Strategy How to Implement ────────────────────────────────────────────────────────────────── Cache frequent answers Store hash(question) → answer in Redis Limit response length Set max_tokens in model config Limit conversation history Keep only last 10 messages per session Use cheaper model for simple Q Route to gpt-3.5-turbo vs gpt-4o Set monthly spend alert Configure in OpenAI dashboard Charge users per query Track usage per API key
Simple Answer Cache
import hashlib
answer_cache = {} # Replace with Redis in production
def cached_chat(question: str, history: list) -> str:
# Create cache key from question (history excluded for simplicity)
cache_key = hashlib.md5(question.lower().strip().encode()).hexdigest()
if cache_key in answer_cache:
return answer_cache[cache_key] + " _(cached)_"
result = build_rag_response(question, history)
answer = result["answer"]
# Cache answers for frequently asked questions
answer_cache[cache_key] = answer
return answer
Full Deployment Checklist
Before going live, verify: Security: □ API key authentication on all endpoints □ Rate limiting enabled □ No secrets in source code or Dockerfile □ CORS restricted to known origins □ HTTPS enabled (SSL certificate) Reliability: □ Health check endpoint working □ Error handling returns friendly messages □ App restarts automatically on crash □ Max iterations/timeout set on agents Performance: □ Knowledge base built and cached on disk □ Answer caching for common questions □ Async endpoints for concurrent requests □ Response time tested under expected load Cost: □ max_tokens set on all model calls □ Conversation history trimmed □ Spend alerts configured in OpenAI dashboard Monitoring: □ Request logging active □ LangSmith tracing enabled □ Error alerts configured
Summary
Deploying a LangChain application means wrapping your chain logic in a FastAPI web service, containerizing it with Docker, and running it on a cloud VM or a platform like Render.

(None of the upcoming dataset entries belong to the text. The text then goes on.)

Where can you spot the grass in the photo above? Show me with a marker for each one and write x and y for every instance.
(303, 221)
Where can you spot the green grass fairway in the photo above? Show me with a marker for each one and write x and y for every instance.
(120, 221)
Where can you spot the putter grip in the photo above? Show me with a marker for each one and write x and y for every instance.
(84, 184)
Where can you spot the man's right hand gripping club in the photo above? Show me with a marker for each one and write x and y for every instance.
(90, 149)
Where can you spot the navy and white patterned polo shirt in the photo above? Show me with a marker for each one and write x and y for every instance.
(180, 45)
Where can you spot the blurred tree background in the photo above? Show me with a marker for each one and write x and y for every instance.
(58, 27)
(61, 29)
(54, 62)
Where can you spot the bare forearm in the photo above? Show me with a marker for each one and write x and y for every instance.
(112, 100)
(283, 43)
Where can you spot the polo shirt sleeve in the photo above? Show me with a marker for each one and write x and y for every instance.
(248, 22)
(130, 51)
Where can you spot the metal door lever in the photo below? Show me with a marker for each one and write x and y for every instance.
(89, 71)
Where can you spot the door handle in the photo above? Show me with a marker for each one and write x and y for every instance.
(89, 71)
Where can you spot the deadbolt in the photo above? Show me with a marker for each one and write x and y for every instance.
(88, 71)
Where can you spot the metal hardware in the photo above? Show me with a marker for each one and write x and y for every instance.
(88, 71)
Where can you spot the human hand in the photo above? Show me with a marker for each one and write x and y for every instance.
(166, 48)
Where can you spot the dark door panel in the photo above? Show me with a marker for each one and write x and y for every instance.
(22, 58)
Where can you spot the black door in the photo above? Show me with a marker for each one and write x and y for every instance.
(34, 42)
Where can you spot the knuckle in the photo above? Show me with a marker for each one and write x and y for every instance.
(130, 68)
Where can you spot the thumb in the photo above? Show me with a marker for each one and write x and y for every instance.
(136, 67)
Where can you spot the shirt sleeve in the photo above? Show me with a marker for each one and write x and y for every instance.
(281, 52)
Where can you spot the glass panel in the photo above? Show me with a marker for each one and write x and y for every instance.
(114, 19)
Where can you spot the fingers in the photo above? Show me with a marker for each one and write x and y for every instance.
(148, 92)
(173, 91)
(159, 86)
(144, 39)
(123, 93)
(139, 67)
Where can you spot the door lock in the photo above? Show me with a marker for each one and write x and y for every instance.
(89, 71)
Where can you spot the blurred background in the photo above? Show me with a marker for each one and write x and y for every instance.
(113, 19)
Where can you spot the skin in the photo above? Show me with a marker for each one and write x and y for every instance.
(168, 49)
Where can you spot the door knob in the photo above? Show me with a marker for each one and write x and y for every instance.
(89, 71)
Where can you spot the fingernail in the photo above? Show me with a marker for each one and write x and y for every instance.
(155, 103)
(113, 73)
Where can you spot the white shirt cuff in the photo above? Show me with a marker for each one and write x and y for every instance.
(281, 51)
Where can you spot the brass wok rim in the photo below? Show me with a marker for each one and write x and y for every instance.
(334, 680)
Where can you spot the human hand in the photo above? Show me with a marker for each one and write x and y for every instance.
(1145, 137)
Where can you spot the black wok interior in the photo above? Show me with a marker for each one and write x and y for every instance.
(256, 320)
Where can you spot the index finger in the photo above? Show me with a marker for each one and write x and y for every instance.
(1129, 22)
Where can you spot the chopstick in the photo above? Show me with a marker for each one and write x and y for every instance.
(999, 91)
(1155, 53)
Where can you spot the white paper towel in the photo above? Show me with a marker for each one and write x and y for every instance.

FastAPI provides API endpoints, streaming support, authentication, and rate limiting. Docker ensures your app runs identically in every environment. Session IDs enable per-user conversation histories. Environment variables keep secrets out of source code. LangSmith provides production monitoring with zero code changes. Caching common answers cuts costs dramatically.